An American is expected to be named to the new post of undersecretary for administration and management and to play a crucial role in streamlining the U.N.'s bureaucracy. Mr. Bush, who has been trying to find a new spot in government for Mr. Thornburgh since his drubbing in the Pennsylvania Senate contest in November, recently offered the spot to him, officials said.
4 Mr. Thornburgh could not be reached for comment.
Although the job was described as an important one, it might be seen as a step down from Mr. Thornburgh's earlier posts, which include eight years as governor of Pennsylvania. It would also take his career, which has been largely devoted to the domestic and legal arena, in a whole new direction for which he has had little preparation.
But administration officials said that Mr. Thornburgh, 60, who met personally with Mr. Bush and White House Chief of Staff Samuel K. Skinner in late December, is eager to return to public service.
His qualifications were also defended by an administration official who said he was "a very good governor with a lot of respect" and called him "a superb candidate who would represent the commitment this president has to the U.N."
In the new post, which was created in a U.N. reorganization announced Friday, Mr.

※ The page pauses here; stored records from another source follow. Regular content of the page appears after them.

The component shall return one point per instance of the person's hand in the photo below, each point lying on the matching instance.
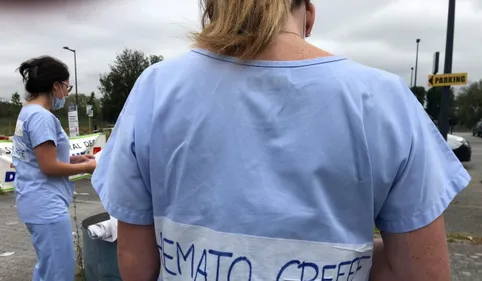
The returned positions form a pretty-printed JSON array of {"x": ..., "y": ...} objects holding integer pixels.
[
  {"x": 77, "y": 159},
  {"x": 90, "y": 166}
]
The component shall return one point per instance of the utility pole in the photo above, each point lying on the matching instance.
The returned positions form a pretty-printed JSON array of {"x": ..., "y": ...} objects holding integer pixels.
[
  {"x": 411, "y": 78},
  {"x": 416, "y": 64},
  {"x": 443, "y": 122}
]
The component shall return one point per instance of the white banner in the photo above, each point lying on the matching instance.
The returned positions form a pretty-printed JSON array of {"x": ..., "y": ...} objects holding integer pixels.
[{"x": 88, "y": 144}]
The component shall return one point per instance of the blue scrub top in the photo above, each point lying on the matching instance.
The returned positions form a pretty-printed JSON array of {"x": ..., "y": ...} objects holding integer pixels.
[
  {"x": 273, "y": 170},
  {"x": 40, "y": 199}
]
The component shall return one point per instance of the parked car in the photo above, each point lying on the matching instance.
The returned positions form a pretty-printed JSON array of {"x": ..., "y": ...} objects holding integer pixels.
[
  {"x": 477, "y": 131},
  {"x": 461, "y": 147}
]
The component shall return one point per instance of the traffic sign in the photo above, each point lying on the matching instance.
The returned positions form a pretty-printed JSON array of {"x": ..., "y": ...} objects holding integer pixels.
[{"x": 441, "y": 80}]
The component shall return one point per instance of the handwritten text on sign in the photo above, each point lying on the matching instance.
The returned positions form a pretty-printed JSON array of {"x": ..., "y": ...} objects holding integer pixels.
[
  {"x": 255, "y": 258},
  {"x": 89, "y": 144}
]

Thornburgh would be the first American to take charge of the U.N. bureaucracy and budget that has for years been a critical concern to the United States because it foots 25 percent of the costs.
Mr. Thornburgh's defeat in November to Democrat Harris Wofford was seen as a national bellwether that has been troubling Mr. Bush ever since. The well-known Republican was turned aside by an overwhelming margin in favor of a novice who had served only a few months as a replacement for the late Sen. John Heinz.
The rejection of Mr. Thornburgh was seen largely as a voter backlash against the Republican administration. But Mr. Thornburgh was also blamed for an aloof attitude.
He first won notice in Maryland as assistant attorney general in charge of the criminal division from 1975 to 1977, when his department was prosecuting former Gov. Marvin Mandel and other local officials.
He served as governor of Pennsylvania from 1979 to 1987 and was appointed U.S. attorney general by President Ronald Reagan in 1988.
Mr. Bush asked Mr. Thornburgh to stay on as a part of his Cabinet when he took office in 1989.
But Mr. Thornburgh's tenure in the Bush administration was stormy, with some insiders complaining that his political
ambitions overcame his management skills.
"He's realized he's never going to be president," said one official, who explained that Mr. Thornburgh was now ready for a new challenge.